I nodded. “Yes. Outside the door.”
“It’s against the law to block access to care.”
“They were there because of me.”
“Are you sure? Why isn’t it your patient’s fault for not getting to the hospital sooner? Maybe if she had, your tests would have been done fast enough to diagnose and treat her.”
My brain skidded to a halt at his statement.
“What? What about what I said has you reacting?”
I couldn’t quite say, and yet, there was something about it. “I’m not sure, but it … I need to reread my notes.”
“So maybe there’s something to that?”
“Maybe.”
He stood and went to his desk, opening a drawer. “Here is a journal. If you don’t want this, you can buy one. But track your triggers, even if it’s just a guilty thought, but especially your dreams and anything that causes you to feel anxious.”
I took the journal.
“You don’t have to show it to me or anyone. It’s just for you. Sort of like how you write notes for your patients. You’re chronicling your symptoms.”
I laughed. “Good way to talk to a doctor.”
“Doctors can make the worst patients.”
When I got home, I went through my laptop to find the notes on Ms. Mason that I’d copied and saved when the lawsuit started. I wasn’t eager to relive that day again, and yet, I knew there was something I missed about that day.
I checked the medical data; her heart rate, blood pressure, and a slight temperature. I went through my observations; the clammy skin, swollen legs. I reviewed her statements about how she was feeling; like her batteries were running down. That along with my observations had made me concerned about her heart and lungs, which was why I ordered the tests. I’d asked her about chest pain or difficulty breathing, but her answer wasn’t clear.

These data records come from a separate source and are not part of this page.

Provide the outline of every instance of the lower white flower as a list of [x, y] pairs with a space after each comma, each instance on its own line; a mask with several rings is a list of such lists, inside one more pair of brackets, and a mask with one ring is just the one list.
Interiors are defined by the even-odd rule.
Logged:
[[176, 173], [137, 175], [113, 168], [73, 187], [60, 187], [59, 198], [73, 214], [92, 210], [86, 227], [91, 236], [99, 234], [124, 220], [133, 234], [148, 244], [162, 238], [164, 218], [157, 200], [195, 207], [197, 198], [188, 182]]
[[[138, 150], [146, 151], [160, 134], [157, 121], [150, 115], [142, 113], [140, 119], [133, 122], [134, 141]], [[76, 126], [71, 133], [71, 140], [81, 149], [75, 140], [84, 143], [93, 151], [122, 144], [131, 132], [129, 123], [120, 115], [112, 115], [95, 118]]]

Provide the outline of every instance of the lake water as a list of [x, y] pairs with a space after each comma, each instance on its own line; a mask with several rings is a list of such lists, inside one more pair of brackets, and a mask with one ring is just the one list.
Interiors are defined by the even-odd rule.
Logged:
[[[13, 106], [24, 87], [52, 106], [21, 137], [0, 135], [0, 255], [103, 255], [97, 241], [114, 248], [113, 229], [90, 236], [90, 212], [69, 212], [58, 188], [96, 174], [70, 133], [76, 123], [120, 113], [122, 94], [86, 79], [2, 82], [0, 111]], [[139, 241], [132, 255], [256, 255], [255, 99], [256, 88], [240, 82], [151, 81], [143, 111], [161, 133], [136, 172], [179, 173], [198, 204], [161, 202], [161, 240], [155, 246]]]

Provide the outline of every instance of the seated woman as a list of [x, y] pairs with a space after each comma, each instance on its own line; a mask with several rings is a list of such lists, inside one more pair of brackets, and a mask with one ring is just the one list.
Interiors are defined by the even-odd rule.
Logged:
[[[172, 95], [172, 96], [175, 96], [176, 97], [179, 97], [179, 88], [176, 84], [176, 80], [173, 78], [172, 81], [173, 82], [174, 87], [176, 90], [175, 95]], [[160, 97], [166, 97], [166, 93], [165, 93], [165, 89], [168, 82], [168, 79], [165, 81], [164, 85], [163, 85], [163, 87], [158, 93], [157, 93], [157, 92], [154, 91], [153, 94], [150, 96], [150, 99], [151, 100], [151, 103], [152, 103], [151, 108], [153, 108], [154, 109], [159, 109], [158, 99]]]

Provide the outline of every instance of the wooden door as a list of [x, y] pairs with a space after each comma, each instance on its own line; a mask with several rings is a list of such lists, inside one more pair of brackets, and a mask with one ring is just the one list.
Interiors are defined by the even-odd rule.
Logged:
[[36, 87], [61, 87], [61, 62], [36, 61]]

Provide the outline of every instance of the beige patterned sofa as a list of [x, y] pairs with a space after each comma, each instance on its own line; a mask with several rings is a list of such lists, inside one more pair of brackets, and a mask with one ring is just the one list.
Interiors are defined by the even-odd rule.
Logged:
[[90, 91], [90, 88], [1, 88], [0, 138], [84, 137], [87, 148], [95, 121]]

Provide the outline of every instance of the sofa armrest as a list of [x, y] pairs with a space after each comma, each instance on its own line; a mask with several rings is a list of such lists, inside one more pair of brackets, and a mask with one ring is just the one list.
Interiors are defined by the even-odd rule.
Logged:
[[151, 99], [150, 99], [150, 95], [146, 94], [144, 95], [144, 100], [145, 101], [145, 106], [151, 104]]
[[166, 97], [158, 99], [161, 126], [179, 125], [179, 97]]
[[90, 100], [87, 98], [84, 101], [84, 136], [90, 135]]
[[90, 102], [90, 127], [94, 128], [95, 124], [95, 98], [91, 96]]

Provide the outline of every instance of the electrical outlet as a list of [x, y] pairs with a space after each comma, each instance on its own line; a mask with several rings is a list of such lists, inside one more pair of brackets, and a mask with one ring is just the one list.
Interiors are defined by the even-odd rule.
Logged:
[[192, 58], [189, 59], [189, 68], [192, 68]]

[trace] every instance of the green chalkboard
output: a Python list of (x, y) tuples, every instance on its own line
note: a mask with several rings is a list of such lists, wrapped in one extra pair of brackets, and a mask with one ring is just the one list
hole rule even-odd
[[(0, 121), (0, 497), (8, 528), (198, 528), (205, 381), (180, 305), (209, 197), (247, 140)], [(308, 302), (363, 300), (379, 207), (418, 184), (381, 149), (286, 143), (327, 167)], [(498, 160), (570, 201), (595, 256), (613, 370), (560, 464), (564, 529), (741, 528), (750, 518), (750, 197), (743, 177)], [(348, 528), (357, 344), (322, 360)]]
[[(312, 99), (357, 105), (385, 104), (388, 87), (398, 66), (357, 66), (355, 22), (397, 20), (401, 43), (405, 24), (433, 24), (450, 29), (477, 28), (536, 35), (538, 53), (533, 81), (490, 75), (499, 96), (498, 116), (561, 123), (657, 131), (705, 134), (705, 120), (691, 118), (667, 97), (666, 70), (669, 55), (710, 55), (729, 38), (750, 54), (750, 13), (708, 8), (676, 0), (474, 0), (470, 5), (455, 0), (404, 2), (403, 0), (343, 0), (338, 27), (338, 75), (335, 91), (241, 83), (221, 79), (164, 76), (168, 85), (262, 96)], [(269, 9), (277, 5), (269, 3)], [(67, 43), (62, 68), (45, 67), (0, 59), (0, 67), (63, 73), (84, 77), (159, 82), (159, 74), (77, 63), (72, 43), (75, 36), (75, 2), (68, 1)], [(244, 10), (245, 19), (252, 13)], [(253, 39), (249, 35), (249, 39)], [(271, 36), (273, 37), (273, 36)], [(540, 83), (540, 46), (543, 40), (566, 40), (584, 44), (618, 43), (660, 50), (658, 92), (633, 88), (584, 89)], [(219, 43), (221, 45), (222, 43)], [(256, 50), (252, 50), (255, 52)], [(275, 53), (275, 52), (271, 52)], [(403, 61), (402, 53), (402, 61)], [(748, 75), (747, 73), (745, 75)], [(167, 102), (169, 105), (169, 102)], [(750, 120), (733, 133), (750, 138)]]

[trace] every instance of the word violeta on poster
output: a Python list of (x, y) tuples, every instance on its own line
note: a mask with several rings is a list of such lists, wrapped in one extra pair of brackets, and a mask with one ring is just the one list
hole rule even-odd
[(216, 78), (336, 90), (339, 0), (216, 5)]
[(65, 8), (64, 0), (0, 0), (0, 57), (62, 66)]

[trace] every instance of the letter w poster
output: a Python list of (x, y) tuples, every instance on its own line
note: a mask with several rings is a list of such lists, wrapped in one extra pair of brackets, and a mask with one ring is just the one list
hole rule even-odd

I asked her about the day, and in particular when she started feeling bad. I remembered she was all over the place during our conversation. She’d been excited that a former student was now a doctor. But she had said she woke feeling bad that morning, according to my notes. I kept reading, and then I saw it. She’d asked her son to bring her to the hospital, and he’d sent his son. But it was several hours before he actually got her to the hospital because he had to finish a game and later go make up with his girlfriend.
I pulled up the autopsy and notes from the pathologist. I wanted to call and talk to her, but now that I quit, I probably couldn’t. But Mia could. She already had. Didn’t she tell me that the autopsy indicated it might have already been too late for Ms. Mason when she got to the hospital?
I was beginning to feel vindicated. The only problem was, what sort of asshole would I be to blame her grandson for her death? I didn’t want that, but I did want to be out from under the shadow of Ms. Mason’s death, so I called Victoria.
“They’re suing me for negligence when they’re the ones who neglected her,” I explained to her.
“That could change things. Have you mentioned this to the hospital lawyer?”
“No. I quit actually.” I wondered if I should have told her that sooner.